Search

OwLite Help Center

Ultralytics YOLO11 model fails to load on OwLite GUI

San Kim

August 08, 2025 03:39

Dear OwLite Team,

We are trying to quantize the off-the-shelf YOLO11 model as provided by the ultralytics repo. We, however, quickly encounter an issue as shown in the attached image below: OwLite successfully exports YOLO11 to onnx, engine and bin files (it even measures the latency and memory footprint with no problem!), but it fails to load the ONNX graph. Concretely, clicking the pencil icon – which should normally open the GUI to customize layer-wise quantization – throws two errors that say (1) ‘edge from 9 to 17 already exists’, and (2) ‘Invalid workspace id’.

I also attach the code below which can be used to reproduce the error.

>>> pip install ultralytics

from contextlib import contextmanager
from copy import deepcopy

import torch
import owlite
import ultralytics
from ultralytics.nn.modules import Detect, C2f

if __name__ == "__main__":
    batch_size = 64
    device = "cuda"
	
	# Load the model
    model = ultralytics.YOLO("yolo11n.pt")
    model = model.model

    # Update model
    model = deepcopy(model).to(device)
    for p in model.parameters():
        p.requires_grad = False
    model.eval()
    model.float()
    model = model.fuse()
	
	# Modify the torch model
    for m in model.modules():
        if isinstance(m, Detect):
            m.dynamic = False
            m.export = True
            m.format = "onnx"
            m.max_det = 300
            m.xyxy = True
        elif isinstance(m, C2f):
            m.forward = m.forward_split
	
	# Dry run
    example_input = torch.randn(batch_size, 3, 640, 640).to(device)
    y = model(example_input)
	
	# Standard OwLite workflow
    owl = owlite.init(project="ultraTutorial", baseline="yolo11n")
    model = owl.convert(model, example_input)
    owl.export(model)
    owl.benchmark()

I appreciate the support in advance.

San

Comments

4 comments

Official comment
SqueezeBits

August 08, 2025 05:31
Dear San,
Thank you for reaching out and for your detailed report. We appreciate you taking the time to provide the error description and the code snippet to reproduce it.
I have forwarded the issue to our engineering team. They are now looking into the errors you encountered ('edge from 9 to 17 already exists' and 'Invalid workspace id') when trying to open the layer-wise quantization GUI.
As YOLOv11 is not yet officially part of our owlite-examples, you may have run into an untested compatibility issue. We can see from your screenshot that you successfully built the TensorRT engine and completed the benchmark, which is very helpful information for our debugging process. Our team will use the code you shared to reproduce the problem and work on a fix.
Since this is a model we have not previously validated, the investigation may take some time. We plan to provide you with a progress update by this coming Monday afternoon. If we foresee any delays, we will be sure to inform you.
Thank you for your patience and for helping us improve OwLite.
Best regards,
The OwLite Team
SqueezeBits

August 08, 2025 15:24
Dear San,
Here is the updated recommendation to solve the ONNX graph loading error.

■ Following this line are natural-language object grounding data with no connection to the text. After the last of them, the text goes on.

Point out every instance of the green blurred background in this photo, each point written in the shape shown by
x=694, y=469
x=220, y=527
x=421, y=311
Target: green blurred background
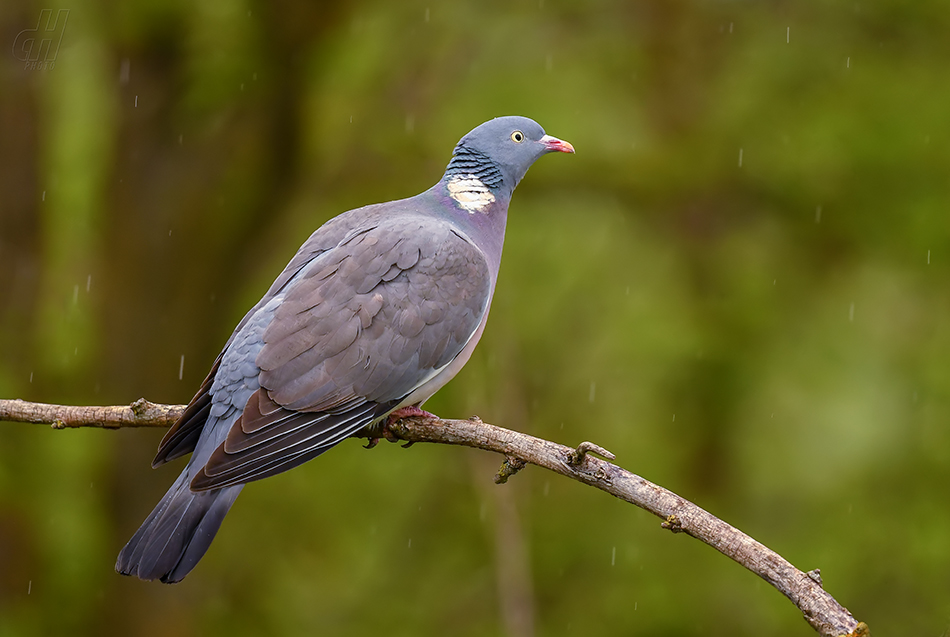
x=738, y=285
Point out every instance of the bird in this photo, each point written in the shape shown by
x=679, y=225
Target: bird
x=377, y=310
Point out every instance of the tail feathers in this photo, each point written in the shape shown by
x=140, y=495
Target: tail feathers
x=177, y=533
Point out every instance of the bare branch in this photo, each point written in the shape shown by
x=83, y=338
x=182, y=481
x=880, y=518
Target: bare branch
x=141, y=413
x=820, y=609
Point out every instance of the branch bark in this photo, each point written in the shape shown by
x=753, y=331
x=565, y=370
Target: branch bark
x=820, y=609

1. Disable the forward_split method
- Please comment out the lines that modify the C2f module’s forward pass, as previously suggested. The action remains the same, but the reasoning is now more accurate.
Recommended action
```
# Modify this part of your code
# elif isinstance(m, C2f):
#     m.forward = m.forward_split
```
Reasoning
- Our engineer clarified that the forward_split method is indeed intended to create a cleaner ONNX. However, despite its intention, this specific implementation within YOLOv11 appears to be causing a conflict with our graph parser. By disabling it, the model will revert to its standard forward method, which should resolve the loading error in OwLite and allow you to proceed.
2. Remove the model.fuse() Call
- We still recommend removing the model.fuse() line from your script.
Recommended action:
```
# Modify this part of your code
# model = model.fuse()
```
Reasoning:
- Redundancy: OwLite has its own built-in capability to fuse Conv+BN layers during the optimization process, so this step is not needed.
- Better Performance for QAT: For Quantization-Aware Training (QAT), it is often better to keep the Batch Normalization (BN) layers. The model.fuse() command merges them into the convolution layers, which can sometimes hinder QAT performance.
Additional Guidance
- As you proceed, if you’re looking for a reference on how to structure your Post-Training Quantization (PTQ) or QAT process, we highly recommend looking at the yolov8 folder within our owlite-examples repository. It provides a great template.
Please try these changes, and let us know if it resolves the error. Thank you again for helping us get the details right!

Best regards,
The OwLite Team
1
San Kim

August 12, 2025 00:03
Hello,
The suggested changes work with no errors!
Thank you again for the support.
San
0

San Kim

August 19, 2025 07:00
Edited

Dear OwLite Team,

Following the issue discussed above, I was able to successfully export the model, perform PTQ and run owlite.benchmark().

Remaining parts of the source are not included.